Their effort centers on crowdsourcing, attracting a worldwide spectrum of experts and innovators to develop new technologies focused on brain health.
These technologies encompass artificial intelligence, biotechnology, precision pharmaceuticals, physics and even video games — all with the goal of being better able to detect Alzheimer’s disease and symptoms in their earliest stages.
“With unprecedented global aging, unless Alzheimer’s disease is stopped — and stopped soon — it will become the health, social and financial sinkhole of the 21st century,” Ken Dychtwald, founder and CEO of Age Wave, and a founding member of the Alzheimer’s Breakthrough team, said in a press release.
Team members will present their proposal at the XPRIZE Visioneers Summit, set for Oct. 5-8 in Los Angeles.

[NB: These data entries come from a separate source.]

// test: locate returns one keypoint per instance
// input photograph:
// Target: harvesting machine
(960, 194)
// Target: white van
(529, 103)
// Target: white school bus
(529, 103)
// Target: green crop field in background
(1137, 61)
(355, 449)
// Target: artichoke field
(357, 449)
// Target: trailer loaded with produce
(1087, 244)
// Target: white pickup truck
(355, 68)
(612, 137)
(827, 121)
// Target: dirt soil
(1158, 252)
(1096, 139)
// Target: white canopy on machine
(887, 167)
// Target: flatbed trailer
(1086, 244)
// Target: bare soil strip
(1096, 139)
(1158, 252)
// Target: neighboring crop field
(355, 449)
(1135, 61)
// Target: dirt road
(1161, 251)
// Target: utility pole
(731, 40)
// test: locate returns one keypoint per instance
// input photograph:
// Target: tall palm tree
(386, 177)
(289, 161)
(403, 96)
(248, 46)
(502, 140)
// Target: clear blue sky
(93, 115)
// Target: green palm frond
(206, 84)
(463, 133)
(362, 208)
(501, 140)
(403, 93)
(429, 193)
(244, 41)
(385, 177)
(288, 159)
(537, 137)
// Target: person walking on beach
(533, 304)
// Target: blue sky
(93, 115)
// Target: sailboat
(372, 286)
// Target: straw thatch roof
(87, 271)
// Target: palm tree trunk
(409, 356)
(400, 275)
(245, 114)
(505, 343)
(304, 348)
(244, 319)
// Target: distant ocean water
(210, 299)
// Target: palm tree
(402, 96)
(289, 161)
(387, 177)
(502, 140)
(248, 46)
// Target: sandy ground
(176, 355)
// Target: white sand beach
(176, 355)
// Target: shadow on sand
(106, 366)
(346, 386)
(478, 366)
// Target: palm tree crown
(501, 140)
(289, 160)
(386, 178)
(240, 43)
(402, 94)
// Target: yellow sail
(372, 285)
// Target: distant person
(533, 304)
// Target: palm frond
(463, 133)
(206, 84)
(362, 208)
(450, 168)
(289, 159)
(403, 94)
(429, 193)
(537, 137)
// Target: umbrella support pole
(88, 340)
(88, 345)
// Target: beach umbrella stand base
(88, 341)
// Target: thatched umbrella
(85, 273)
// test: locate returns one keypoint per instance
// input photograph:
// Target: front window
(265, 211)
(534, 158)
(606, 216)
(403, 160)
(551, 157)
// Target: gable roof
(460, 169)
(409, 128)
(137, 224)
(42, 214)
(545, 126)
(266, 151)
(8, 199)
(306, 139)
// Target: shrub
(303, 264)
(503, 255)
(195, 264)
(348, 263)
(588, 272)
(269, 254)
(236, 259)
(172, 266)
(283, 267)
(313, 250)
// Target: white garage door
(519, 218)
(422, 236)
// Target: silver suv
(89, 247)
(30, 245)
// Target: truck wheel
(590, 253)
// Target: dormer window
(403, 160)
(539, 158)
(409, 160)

The idea for an Alzheimer’s XPRIZE effort began in 2012 with Dychtwald, a psychologist and gerontologist, and Peter H. Diamandis, founder and executive chairman of the XPRIZE Foundation. The crowdsourcing proposal came from ideas and insights offered by neuroscientists, technology experts,and prominent disease advocates.
“By employing global crowdsourcing and harnessing emerging technologies, we are hoping to unleash a new era of interventions and treatments that would have the best chance of saving lives,” said George Vradenburg, co-founder and chairman of UsAgainstAlzheimer’s and a founding member of the Alzheimer’s Breakthrough team.
The Alzheimer’s team proposal will compete with four others focused on clean air, cybersecurity, democracy and industrial waste. A group of 250 “mentors” — corporate and political leaders, entrepreneurs, academics, artists and scientists — will evaluate and critique each of the impact proposals, and decide those concepts that are “certified to launch.”
“If an XPRIZE were launched to tackle Alzheimer’s, it could change the world’s perception of this disease — from hopelessness that it will never be cured to a hopeful expectation that we will soon have a prevention, treatments or even a cure, much as we’ve seen with tuberculosis, typhoid, diphtheria, polio, certain cancers, HIV and heart disease,” said Lisa Genova, a Harvard-trained neuroscientist and author of “Still Alice” — a bestselling novel about a Columbia University professor stricken with early-onset Alzheimer’s.